A) Melanoma cells 0.2 mg ancotil and viability at 4 hours with 7-AAD, B) Retinal cells 0.2 mg ancotil and viability at 4 hours with 7-AAD, C) Melanoma cell 0.2mg ancotil and viability at 4 hours with annexin, D) Retinal cells 0.2 mg ancotil and viability at 4 hours with annexin.

Figure 10

A) Melanoma cells 0.2 mg ancotil and viability at 24 hours with 7-AAD, B) Retinal cells 0.2 mg ancotil and viability at 24 hours with 7-AAD, C) Melanoma cell 0.2mg ancotil and viability at 24 hours with annexin, D) Retinal cells 0.2 mg ancotil and viability at 24 hours with annexin.

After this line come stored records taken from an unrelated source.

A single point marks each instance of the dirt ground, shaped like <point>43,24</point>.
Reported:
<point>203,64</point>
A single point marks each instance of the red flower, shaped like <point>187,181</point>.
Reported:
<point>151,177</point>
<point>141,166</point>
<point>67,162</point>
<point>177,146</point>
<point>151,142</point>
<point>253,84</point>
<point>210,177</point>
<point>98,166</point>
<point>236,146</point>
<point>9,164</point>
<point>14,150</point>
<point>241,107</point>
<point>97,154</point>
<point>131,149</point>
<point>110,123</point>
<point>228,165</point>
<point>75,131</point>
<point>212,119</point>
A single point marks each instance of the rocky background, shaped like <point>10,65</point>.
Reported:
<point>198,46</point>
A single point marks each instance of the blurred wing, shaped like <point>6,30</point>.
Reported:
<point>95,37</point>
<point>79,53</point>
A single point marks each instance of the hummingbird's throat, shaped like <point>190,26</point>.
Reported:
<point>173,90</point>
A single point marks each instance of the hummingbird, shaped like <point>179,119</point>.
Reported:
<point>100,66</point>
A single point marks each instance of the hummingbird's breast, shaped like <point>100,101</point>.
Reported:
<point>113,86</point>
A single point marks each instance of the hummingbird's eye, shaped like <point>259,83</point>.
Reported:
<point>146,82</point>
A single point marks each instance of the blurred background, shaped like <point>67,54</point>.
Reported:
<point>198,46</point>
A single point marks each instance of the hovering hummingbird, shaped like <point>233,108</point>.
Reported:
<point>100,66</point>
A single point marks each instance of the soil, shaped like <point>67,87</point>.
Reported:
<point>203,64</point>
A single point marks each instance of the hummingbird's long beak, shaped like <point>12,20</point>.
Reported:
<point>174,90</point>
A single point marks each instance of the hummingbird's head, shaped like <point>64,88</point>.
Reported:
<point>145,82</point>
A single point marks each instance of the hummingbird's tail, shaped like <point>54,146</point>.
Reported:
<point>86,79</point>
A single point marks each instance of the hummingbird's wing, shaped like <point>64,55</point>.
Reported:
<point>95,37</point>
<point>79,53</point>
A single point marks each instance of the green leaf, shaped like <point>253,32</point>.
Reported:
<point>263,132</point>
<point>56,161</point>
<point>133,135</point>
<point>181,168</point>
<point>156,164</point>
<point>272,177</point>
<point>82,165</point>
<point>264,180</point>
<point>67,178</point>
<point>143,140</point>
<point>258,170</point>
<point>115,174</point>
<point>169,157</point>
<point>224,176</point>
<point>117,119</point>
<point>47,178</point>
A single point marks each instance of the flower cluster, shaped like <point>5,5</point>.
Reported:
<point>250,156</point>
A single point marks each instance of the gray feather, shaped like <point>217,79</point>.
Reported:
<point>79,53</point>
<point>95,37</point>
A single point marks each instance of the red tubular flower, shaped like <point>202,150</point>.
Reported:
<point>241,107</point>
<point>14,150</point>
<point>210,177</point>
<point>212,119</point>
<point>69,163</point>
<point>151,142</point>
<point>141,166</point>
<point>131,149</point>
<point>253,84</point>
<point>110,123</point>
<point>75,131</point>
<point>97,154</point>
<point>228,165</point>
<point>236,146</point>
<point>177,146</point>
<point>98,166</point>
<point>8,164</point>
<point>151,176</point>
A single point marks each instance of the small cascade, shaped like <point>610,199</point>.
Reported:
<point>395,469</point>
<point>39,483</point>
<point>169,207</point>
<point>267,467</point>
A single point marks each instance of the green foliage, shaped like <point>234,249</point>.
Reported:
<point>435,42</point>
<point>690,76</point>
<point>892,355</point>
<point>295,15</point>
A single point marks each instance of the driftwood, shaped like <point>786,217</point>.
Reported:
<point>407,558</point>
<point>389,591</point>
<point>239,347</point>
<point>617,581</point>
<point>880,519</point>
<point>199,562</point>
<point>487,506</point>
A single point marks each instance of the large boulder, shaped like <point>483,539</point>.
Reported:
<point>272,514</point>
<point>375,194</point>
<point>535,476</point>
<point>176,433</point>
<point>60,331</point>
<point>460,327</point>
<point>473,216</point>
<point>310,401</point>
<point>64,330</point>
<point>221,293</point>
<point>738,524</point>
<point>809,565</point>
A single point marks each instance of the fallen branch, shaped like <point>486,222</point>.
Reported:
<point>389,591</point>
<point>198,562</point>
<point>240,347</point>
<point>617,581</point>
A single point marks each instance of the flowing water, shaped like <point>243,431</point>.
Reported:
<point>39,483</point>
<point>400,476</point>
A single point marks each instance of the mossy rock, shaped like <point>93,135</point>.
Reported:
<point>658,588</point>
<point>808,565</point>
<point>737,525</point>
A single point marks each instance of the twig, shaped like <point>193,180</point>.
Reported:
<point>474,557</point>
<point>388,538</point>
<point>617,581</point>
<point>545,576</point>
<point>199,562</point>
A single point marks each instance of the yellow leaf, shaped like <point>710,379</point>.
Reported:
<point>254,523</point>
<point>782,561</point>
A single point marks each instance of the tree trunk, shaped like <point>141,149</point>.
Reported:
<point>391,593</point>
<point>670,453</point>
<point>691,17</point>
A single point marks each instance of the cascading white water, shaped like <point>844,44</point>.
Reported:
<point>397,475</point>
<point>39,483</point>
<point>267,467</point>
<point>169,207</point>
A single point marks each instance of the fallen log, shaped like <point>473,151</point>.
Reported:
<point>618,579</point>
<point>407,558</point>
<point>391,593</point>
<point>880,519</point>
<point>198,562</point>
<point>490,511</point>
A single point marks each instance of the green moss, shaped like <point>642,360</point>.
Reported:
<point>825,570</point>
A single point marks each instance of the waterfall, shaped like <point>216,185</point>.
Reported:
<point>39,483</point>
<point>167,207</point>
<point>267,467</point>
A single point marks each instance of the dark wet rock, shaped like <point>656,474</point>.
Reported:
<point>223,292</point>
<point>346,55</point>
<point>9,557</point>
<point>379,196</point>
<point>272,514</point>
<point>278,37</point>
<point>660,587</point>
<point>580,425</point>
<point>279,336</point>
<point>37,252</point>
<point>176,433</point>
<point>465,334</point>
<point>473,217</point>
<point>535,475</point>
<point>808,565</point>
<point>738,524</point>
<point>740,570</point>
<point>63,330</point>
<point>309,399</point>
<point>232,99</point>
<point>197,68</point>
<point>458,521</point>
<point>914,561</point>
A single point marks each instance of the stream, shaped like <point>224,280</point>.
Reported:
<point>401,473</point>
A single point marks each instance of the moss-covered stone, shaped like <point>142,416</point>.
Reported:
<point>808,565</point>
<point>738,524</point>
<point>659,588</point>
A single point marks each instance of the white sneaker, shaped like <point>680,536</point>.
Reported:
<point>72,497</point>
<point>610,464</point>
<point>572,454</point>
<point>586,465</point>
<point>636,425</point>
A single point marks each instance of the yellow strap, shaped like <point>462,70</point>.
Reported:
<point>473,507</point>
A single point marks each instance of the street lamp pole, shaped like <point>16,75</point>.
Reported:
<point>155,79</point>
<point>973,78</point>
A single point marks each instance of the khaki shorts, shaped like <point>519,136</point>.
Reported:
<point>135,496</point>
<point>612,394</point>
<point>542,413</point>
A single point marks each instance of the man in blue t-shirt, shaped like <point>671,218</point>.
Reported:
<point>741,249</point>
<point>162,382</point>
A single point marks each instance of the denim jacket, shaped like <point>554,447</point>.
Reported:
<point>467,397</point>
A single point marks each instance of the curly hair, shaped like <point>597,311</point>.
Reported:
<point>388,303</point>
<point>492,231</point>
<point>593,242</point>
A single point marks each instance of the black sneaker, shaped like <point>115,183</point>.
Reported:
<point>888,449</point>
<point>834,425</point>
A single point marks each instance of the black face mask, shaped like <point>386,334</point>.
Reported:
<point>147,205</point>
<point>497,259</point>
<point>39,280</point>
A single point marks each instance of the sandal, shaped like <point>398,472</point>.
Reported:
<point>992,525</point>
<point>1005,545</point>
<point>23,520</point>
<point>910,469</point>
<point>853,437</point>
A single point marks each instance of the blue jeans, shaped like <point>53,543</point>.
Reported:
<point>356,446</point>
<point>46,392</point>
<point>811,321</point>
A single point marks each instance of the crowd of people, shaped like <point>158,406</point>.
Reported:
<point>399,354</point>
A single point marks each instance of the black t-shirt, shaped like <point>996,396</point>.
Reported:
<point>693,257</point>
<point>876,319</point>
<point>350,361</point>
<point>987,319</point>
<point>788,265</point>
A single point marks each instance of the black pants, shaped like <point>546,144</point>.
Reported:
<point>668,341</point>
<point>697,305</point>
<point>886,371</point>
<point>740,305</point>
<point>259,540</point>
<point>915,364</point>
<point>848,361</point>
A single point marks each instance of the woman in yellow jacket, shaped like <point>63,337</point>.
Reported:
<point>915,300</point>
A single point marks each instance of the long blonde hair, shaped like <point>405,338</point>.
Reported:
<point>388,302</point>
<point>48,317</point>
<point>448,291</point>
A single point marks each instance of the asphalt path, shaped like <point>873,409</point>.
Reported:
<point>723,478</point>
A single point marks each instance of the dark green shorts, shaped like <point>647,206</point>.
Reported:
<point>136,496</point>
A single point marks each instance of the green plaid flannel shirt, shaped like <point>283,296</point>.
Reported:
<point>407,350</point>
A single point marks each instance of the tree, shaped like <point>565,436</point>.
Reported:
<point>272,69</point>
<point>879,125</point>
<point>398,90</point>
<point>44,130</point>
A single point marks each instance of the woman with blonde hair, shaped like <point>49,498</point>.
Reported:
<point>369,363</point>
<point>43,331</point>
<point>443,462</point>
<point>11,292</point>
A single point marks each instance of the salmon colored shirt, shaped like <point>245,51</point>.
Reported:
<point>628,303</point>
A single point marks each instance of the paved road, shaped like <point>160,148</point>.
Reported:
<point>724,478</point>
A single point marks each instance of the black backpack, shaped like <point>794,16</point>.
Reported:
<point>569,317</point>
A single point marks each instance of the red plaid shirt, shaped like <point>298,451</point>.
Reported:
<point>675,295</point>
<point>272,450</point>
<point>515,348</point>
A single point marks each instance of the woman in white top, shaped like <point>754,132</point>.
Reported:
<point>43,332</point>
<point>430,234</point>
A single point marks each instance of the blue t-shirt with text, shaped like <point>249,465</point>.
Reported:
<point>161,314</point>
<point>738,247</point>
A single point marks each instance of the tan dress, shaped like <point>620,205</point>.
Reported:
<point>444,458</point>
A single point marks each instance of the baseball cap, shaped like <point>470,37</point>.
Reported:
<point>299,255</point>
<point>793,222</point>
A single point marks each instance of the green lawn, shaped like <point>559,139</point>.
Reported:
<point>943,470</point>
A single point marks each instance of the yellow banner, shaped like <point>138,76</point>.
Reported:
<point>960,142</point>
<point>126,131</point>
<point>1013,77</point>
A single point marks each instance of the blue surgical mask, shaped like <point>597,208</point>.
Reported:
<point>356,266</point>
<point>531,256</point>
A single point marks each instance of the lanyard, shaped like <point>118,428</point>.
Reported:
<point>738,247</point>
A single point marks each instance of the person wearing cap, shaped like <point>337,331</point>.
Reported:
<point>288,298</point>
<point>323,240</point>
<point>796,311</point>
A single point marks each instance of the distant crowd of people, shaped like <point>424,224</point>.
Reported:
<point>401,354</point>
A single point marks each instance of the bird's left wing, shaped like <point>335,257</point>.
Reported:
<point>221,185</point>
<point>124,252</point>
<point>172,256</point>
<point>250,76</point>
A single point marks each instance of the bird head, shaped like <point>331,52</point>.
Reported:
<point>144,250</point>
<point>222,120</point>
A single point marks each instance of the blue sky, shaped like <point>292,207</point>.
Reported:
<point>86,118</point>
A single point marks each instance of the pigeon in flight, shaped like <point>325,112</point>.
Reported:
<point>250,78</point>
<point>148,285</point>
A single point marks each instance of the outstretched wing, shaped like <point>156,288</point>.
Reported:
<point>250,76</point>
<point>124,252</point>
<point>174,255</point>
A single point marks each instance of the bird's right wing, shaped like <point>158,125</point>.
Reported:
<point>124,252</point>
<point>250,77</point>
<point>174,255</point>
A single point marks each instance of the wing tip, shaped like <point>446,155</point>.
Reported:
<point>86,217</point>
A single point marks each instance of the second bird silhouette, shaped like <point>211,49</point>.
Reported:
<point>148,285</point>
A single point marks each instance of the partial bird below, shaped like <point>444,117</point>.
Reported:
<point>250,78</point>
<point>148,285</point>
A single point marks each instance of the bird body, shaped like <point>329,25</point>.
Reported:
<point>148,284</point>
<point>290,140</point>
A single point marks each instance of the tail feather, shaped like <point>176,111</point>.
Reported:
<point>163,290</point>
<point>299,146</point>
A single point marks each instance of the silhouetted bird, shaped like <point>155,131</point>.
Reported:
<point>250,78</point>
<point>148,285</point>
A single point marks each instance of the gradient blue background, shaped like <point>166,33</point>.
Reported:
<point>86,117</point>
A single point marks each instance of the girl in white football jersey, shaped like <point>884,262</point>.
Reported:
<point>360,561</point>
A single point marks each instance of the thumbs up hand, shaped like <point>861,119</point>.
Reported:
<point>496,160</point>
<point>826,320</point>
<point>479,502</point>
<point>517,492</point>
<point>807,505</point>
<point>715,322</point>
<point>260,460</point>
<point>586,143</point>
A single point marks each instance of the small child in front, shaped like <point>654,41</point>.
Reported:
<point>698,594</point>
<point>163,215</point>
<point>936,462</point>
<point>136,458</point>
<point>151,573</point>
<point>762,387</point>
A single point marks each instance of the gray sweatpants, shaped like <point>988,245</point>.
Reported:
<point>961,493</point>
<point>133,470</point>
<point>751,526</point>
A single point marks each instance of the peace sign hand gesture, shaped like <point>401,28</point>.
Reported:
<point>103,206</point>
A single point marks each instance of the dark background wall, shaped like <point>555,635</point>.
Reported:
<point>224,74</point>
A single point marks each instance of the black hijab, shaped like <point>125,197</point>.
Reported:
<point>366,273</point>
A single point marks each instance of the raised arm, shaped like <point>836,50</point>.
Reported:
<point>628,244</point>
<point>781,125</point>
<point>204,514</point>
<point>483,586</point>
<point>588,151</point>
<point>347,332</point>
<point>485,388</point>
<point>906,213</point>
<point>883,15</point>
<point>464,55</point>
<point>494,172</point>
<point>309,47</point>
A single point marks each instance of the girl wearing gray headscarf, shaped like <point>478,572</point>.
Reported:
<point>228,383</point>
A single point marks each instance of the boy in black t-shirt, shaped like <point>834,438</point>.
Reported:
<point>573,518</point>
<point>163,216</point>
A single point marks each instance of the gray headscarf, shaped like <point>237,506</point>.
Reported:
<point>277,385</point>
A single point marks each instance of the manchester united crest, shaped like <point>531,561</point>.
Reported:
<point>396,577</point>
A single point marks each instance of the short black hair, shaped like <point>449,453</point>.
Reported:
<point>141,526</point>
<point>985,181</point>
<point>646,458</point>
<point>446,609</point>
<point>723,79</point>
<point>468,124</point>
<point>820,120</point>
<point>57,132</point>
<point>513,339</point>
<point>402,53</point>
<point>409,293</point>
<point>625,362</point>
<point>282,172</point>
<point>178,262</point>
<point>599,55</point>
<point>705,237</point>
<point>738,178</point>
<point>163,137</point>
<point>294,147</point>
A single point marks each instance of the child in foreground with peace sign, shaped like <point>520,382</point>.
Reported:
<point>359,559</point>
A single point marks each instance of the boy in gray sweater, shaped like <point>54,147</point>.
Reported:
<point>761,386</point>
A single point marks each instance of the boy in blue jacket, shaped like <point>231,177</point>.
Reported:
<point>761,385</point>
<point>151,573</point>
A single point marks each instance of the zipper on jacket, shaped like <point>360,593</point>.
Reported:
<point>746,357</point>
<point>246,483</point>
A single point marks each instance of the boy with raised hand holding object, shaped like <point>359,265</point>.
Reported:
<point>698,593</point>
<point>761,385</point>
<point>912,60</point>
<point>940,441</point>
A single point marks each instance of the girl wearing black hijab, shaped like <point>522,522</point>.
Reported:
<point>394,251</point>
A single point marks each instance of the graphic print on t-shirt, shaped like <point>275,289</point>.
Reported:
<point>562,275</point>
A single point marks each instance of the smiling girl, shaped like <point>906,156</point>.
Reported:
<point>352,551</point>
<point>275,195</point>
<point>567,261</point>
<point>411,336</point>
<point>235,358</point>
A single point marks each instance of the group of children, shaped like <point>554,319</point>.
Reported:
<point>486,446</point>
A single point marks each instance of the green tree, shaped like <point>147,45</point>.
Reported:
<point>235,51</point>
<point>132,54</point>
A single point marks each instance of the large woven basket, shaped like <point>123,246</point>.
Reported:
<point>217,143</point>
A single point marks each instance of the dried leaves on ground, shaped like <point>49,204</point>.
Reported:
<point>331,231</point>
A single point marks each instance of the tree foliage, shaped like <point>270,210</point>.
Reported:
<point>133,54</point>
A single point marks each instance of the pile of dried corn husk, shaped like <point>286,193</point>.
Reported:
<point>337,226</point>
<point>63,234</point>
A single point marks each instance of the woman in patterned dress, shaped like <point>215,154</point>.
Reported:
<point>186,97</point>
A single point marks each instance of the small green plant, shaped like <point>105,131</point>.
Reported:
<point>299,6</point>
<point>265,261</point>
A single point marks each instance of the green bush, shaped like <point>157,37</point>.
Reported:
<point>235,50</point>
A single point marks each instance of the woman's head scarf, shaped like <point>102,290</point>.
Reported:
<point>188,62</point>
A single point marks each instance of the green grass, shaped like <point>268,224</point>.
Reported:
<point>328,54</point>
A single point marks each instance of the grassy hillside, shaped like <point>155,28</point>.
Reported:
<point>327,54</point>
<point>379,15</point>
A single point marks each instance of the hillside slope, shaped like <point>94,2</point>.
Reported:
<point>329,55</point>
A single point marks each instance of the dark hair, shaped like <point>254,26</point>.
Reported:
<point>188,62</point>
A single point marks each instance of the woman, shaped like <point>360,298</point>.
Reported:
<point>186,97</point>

Analysis of the apoptotic cells with ANNEXIN V/ PI

Annexin V staining is used as a probe to detect cells that have expressed phosphatidylserine (PS) on the cell surface, an event found in apoptosis as well as other forms of cell death. Propidium iodide (PI) is used as a DNA stain for both flow cytometry, to evaluate cell viability or DNA content in cell cycle analysis100, and microscopy to visualize the nucleus and other DNA containing organelles. It can be used to differentiate necrotic, apoptotic and normal cells. The Annexin V kit used in this study was purchased from Immunostep company (Spain) and the analysis of the samples were performed in BD FACSCalibur 4 colors, with CELLQUEST software (BECTON-DICKINSON USA). After adenovirus infection and ancotil treatment, both cell lines were trypsinized and collected, washed with PBS and suspended in complete culture medium. 100 μl of cell suspension (concentration 3000 to 5000 cells/ μL) were added to 500 μL of Annexin binding buffer. Then 5 μL of Annexin V and 5 μL PI were added to this solution and it was incubated for 15 min in a dark place at room temperature. Then it was analyzed in the flow cytometer at indicated time-points (after 4h, 8h and 24h). (Table 3.) (Figures 2-10)

5-Fluorocytosine

The Ancotil® 2.5 g/250 ml (1 g/00ml) (5-Flucytosine) MEDA; Pharmaceuticals Ltd. UK was purchased and used for the experiment.